Today’s news bulletins report on Liberal democrat leader
Nick Clegg’s plans to distance himself from aspects of the Government’s Free
Schools policy. It also emerges that he sacked Home Office Minister Jeremy
Browne for failing to alert him to the deeply illiberal Go Home Vans targeting
illegal immigrants. Perhaps these are signs that the junior coalition partner
is prepared to stand up to some of the more egregious Tory policies. If it is,
then Clegg should take a careful look at what is going on in the Ministry of
Justice. Of course the Coalition
Agreement promised “a ‘rehabilitation revolution’ that will pay
independent providers to reduce
re-offending, paid for by
the savings this new
approach will generate within the criminal justice system.” But it said nothing about the
wholesale destruction of the Probation service which now beckons.
It’s true that six months ago Clegg spoke at NACRO about
wanting “to see something that takes and builds on the best from the public
sector, the best from the private sector and the best from the voluntary sector
to break the cycle of crime for good.” That is why he said “we are reorganising
the Probation Service, so that the public, voluntary and private sectors can
work more flexibly and effectively side by side.” But has Clegg really grasped the cataclysmic
nature of this so called reorganisation?
He might well have been perfectly comfortable, as many
were, with Kenneth Clarke’s original proposals to reform Probation. While
extending competition, the core propositions, as Clarke put it, were a stronger role for public sector Probation
trusts to commission services to meet local need and circumstances. “Trusts”
the Consultation paper said, are best placed to work with courts and with local
partners to design and commission services jointly.” Responses to the
Consultation showed general support for devolving commissioning responsibility
and budgets to Trusts, There was widespread support for local partnerships,
between Trusts, police and local authorities.
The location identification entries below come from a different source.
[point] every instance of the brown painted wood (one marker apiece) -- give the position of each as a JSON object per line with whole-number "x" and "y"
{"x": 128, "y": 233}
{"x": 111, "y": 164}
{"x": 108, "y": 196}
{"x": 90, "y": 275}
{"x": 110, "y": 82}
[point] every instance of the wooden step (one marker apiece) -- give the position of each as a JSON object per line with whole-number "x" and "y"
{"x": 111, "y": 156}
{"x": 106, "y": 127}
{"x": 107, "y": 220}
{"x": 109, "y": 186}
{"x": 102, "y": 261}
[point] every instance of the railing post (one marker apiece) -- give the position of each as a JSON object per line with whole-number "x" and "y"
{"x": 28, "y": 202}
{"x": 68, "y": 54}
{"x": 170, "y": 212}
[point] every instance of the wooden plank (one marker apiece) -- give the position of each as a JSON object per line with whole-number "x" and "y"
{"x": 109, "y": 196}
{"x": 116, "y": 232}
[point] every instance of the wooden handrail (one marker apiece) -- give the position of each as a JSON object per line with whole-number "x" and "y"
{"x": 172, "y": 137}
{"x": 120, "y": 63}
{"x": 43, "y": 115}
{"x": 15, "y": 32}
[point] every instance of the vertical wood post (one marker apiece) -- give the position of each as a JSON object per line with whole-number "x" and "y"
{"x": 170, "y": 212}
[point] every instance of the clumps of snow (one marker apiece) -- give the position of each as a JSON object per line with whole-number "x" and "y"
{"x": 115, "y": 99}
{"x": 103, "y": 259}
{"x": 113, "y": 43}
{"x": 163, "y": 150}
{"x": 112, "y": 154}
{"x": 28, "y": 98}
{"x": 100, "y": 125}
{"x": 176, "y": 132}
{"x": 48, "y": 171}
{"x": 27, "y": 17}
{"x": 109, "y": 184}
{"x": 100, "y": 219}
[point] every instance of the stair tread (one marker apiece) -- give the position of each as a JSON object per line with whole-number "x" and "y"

One would expect Clegg to be considerably less
comfortable with Chris Grayling’s altogether more reckless and
centralising approach which is to do
away with the Trusts altogether.
After all, the Lib Dems voted against the Second Reading
of the Offender Management Bill which Grayling relies on for the powers he
needs to sell off Probation. In the Second Reading debate in December 2006
Clegg described the Bill as a highly disruptive distraction from the real
challenges in reducing re-offending. “By chopping and changing the organisation
of the probation service yet again, the Government are in danger of ignoring
the bigger issues at stake, which go beyond the managerial fiddling with the
service.”
Seven years on, Clegg might argue that the government of
which he’s a part has indeed gone beyond managerial fiddling into whole system
redesign. But much of his analysis of the measures in the Offender Management
Bill carry as much weight now as they did then; not only that “dogma is being
attached to the headlong rush to much greater contestability” but that “the
constant, almost Maoist, institutional revolution as the probation service
struggles to do its work is hardly conducive to raising professional
standards”.
Indeed what Clegg said in 2006 applies with even more force
to the proposals which he appears now signed up to: “this is daft and
monopolistic privatisation, because it is the worst combination of
administrative monopoly and centralisation in Whitehall and unaccountable,
fragmented, private sector activity at local level. Far from being a blow for a
liberal vision of a de-monopolised probation service, it is arrogating new
powers to the centre and increasing the monopoly of decision-making power given
to the Home Secretary to chop and change the probation service at will.” This was Clegg's verdict on proposed
outsourcing via local Trusts, not on the direct central contracting now in train.
That it is the Justice Secretary rather than the Home
Secretary who has taken on these powers makes no difference to Clegg’s
key arguments. He thought that the Offender Management Bill risked
exacerbating, not curing, the problems of chronic re-offending that we all seem
to agree must be tackled urgently. The same is true of the probation plans, and
he should say so and call a halt to them.